Robert Briggs (scientist)

Robert Briggs (December 10, 1911 — March 4, 1983) was a scientist who, in 1952, together with Thomas Joseph King, cloned a frog by nuclear transfer of embryonic cells. The same technique, using somatic cells, was later used to create Dolly the Sheep. Their experiment was the first successful nuclear transplantation performed in metazoans. He was a scientist of the American Institute for Cancer Research when the work was conducted.

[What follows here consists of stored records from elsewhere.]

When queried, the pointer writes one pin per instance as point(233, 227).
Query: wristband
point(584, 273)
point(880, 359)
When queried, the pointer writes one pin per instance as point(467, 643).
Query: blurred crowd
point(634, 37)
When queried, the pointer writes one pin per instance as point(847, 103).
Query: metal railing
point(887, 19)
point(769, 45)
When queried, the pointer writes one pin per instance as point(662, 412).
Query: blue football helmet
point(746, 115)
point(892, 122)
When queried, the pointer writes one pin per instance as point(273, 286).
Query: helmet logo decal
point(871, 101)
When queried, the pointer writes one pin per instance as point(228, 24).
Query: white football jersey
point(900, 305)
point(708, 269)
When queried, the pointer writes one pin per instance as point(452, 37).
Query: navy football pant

Upon the death of his mother when he was two years old, Briggs was raised by his grandparents in Epping, New Hampshire. Inspired by a high school science teacher, Briggs became interested in the biological sciences. However, he began Boston University in the business school, concerned with earning a living during the depression. Business courses couldn’t maintain his interest and he turned to the sciences. He graduated from Boston University in 1934 with a BS degree and enrolled at Harvard for graduate study. He earned a PhD degree in 1938 while studying metabolism in frog embryos. For four years, he served as a fellow in the Department of Zoology at McGill University where he studied tumors in frogs. In 1942, he joined the Lankenau Hospital Research Institute (now the Fox Chase Cancer Center) in Philadelphia. He worked on amphibian embryos for the rest of his life.